Un jeune homme que la presse flamande qualifie de « gamer » (joueur) avoue avoir tué un passant “au hasard” ; son motif “Je voulais savoir ce que cela faisait de poignarder quelqu’un” ! Cela s’est passé à Tielt, en Flandre occidentale.
Cette pulsion meurtrière n’est pas rare. Adrien Bottollier, pareil, voulait voir ce que ça faisait de tuer. C’était en 2015, à Chambéry, en France. Il a pris 25 ans de réclusion.
Au-delà des salafistes qui tuent aussi au hasard, mais eux c’est pour se mettre bien avec Allah, ces crimes gratuits « dans l’air du temps », sont de terribles hantises d’esprits tourmentés ou d’imbéciles intuitifs, vieux comme le monde.
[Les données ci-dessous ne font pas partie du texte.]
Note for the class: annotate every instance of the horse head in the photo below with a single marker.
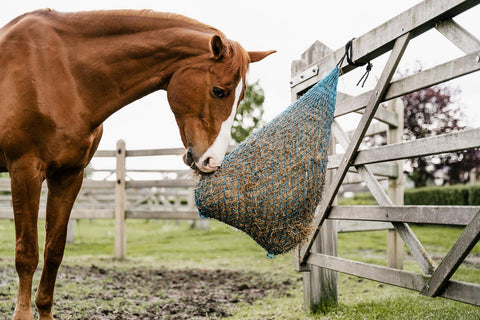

Cela rappelle le livre d’André Gide « Les caves du Vatican ». Ouvrage étrange, difficile d’accès pour les jeunes qui ne lisent plus de nos jours, mais dont l’atmosphère particulière ne cesse de nous hanter et de me hanter, quarante ans après sa lecture.
Le pitch en deux phrases. Se rendant à Rome, Lafcadio est assis dans un train dont les portes s’ouvrent directement sur la voie. Il a pour seul compagnon de compartiment un vieux monsieur. Il vient subitement à Lafcadio une pensée saugrenue. Il lui suffirait juste d’ouvrir la porte et de pousser son compagnon de voyage en avant. Qui le verrait ? C’est sûr, on n’entendrait même pas un cri dans la nuit.
C’est ce type de raisonnement qu’a dû avoir ce jeune Flamand, sauf qu’il n’y a pas de train et que le fait de descendre dans la rue un couteau à la main, procède déjà de la préméditation, ce qui n’est pas le cas de Lafcadio.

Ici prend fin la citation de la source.